Le communiqué précise les noms de quelques courageux qui osent défier le syndicat et qui viennent ou sont venus en Bretagne : Julie Piétri nous a régalé de sa présence, Michel Leeb et Annie Cordy s'apprêtent à le faire. Qu'il est loin le temps où Carole Bouquet, Daniel Auteuil ou Jean Reno chevauchaient en terre bretonne. Bonne nouvelle cependant, la dépêche annonce la levée du boycott pour la saison prochaine et donne même quelques noms : Jean-Pierre Marielle, Elie Semoun, Marie-Anne Chazel, Jean Rochefort, Camille ou encore Cali.

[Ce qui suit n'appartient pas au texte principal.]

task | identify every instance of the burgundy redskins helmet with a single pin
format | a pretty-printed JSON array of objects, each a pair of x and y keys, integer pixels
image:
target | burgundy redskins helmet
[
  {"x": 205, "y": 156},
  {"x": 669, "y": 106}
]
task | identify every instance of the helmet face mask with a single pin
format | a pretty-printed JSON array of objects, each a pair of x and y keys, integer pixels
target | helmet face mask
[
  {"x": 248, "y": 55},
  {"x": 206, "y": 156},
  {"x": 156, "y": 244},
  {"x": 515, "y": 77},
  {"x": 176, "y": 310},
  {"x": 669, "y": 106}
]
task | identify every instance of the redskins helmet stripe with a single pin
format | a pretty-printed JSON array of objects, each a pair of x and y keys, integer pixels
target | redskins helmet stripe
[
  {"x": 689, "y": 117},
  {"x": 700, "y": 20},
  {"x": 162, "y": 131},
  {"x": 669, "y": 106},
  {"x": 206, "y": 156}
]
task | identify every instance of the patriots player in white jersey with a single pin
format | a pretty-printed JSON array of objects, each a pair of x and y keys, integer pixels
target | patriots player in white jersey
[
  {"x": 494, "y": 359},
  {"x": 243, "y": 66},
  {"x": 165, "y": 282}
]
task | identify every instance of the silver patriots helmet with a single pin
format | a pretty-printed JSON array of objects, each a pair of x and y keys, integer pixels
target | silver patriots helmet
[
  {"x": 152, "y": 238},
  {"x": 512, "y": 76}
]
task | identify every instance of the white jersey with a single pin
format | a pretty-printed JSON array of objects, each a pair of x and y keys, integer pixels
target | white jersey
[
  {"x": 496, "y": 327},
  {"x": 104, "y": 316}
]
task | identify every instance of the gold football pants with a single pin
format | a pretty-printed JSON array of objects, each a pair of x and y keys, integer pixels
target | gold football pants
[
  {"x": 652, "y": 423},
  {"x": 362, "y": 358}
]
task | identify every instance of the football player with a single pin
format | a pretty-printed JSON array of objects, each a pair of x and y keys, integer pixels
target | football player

Pour succéder à un article portant en triomphe une star mondiale, il fallait quelque chose de plus sérieux et j'ai choisis un réalisateur anglais que j'avais rencontré à Dinard justement, Shane Meadows. Peu connu en France, il est considéré outre-Manche comme un potentiel successeur de Ken Loach et se place dans la lignée d'un Mike Leigh (auteur du remarquable "Vera Drake").

Ses films dépeignent une réalité sociale de l'Angleterre, facette que l'on a moins l'habitude de voir dans des comédies romantiques comme "Love Actually" ou "Coup de foudre à Notting Hill". D'ordinaire je déteste ces films moralisateurs et bien souvent pénibles. Mais j'avoue avoir eu un coup de coeur pour ce réalisateur. Citons au hasard "Northen Soul" ou le plus récent "This is England" que j'avais vu dans une salle quasiment vide. Mais qu'on ne s'y trompe pas, je préfère un film mêlant habillement social et comédie, je pense à "The Full Monty" ou "Billy Elliott", perles du cinéma britannique.

Et puis admirez cette signature originale ! Plus loin dans le blog Julie Ferrier nous livrait un autographe de la même sorte. Amusant. Je préfère ça à la paraphe des stars hollywoodiennes. Je pardonne alors à Shane Meadows la faute d'orthographe dans mon prénom.